Scalable and Precise Application-Centered Call Graph Construction for Python
Kaifeng Huang, Yixuan Yan, Bihuan Chen, Zixin Tao, Xin Peng

TL;DR
This paper introduces JARVIS, a scalable and precise tool for constructing application-centered call graphs in Python, addressing limitations of previous methods by improving speed and accuracy through flow-sensitive analysis and type inference.
Contribution
JARVIS is a novel tool that enhances call graph construction for Python by combining flow-sensitive analysis with type inference, enabling scalable and accurate whole-program analysis.
Findings
JARVIS is at least 67% faster than PYCG.
JARVIS achieves 84% higher precision.
JARVIS improves recall by at least 20%.
Abstract
Call graph construction is the foundation of inter-procedural static analysis. PYCG is the state-of-the-art approach for constructing call graphs for Python programs. Unfortunately, PyCG does not scale to large programs when adapted to whole-program analysis where application and dependent libraries are both analyzed. Moreover, PyCG is flow-insensitive and does not fully support Python's features, hindering its accuracy.
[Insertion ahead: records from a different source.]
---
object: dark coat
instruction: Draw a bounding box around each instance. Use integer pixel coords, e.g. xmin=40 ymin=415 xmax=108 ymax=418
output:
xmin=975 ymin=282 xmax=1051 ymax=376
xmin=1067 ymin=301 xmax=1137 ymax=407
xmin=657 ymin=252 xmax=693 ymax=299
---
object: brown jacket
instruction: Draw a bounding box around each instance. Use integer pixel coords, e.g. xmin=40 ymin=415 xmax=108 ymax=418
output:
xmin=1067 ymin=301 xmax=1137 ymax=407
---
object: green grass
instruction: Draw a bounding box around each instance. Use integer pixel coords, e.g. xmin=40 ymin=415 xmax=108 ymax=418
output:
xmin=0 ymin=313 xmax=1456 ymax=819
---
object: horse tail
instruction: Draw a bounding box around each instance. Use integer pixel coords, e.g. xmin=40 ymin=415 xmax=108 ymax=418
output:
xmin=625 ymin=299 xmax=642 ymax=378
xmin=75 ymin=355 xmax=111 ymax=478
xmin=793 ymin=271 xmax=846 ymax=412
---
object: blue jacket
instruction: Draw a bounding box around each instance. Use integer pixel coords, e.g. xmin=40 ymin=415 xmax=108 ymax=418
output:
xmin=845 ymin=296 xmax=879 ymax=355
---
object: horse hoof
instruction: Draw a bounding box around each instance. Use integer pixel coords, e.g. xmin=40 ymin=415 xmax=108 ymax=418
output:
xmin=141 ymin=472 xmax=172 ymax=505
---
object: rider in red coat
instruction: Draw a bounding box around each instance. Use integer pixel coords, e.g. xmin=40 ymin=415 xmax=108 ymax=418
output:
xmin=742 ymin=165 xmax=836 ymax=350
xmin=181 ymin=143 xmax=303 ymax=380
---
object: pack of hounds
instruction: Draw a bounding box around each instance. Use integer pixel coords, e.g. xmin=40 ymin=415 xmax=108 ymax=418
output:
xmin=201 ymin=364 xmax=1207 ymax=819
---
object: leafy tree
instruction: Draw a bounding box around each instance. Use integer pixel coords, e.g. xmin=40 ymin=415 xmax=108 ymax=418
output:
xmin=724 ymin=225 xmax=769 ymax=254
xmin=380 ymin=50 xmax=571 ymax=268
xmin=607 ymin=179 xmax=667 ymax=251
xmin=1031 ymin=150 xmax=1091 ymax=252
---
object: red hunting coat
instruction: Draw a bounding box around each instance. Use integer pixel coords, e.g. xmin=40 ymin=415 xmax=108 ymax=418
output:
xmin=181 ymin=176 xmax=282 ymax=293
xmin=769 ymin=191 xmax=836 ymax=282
To overcome these drawbacks, we propose a scalable and precise approach for constructing application-centered call graphs for Python programs, and implement it as a prototype tool JARVIS. JARVIS maintains a type graph (i.e., type relations of program identifiers) for each function in a program to allow type inference. Taking one function as an input, JARVIS generates the call graph on-the-fly, where flow-sensitive intra-procedural analysis and inter-procedural analysis…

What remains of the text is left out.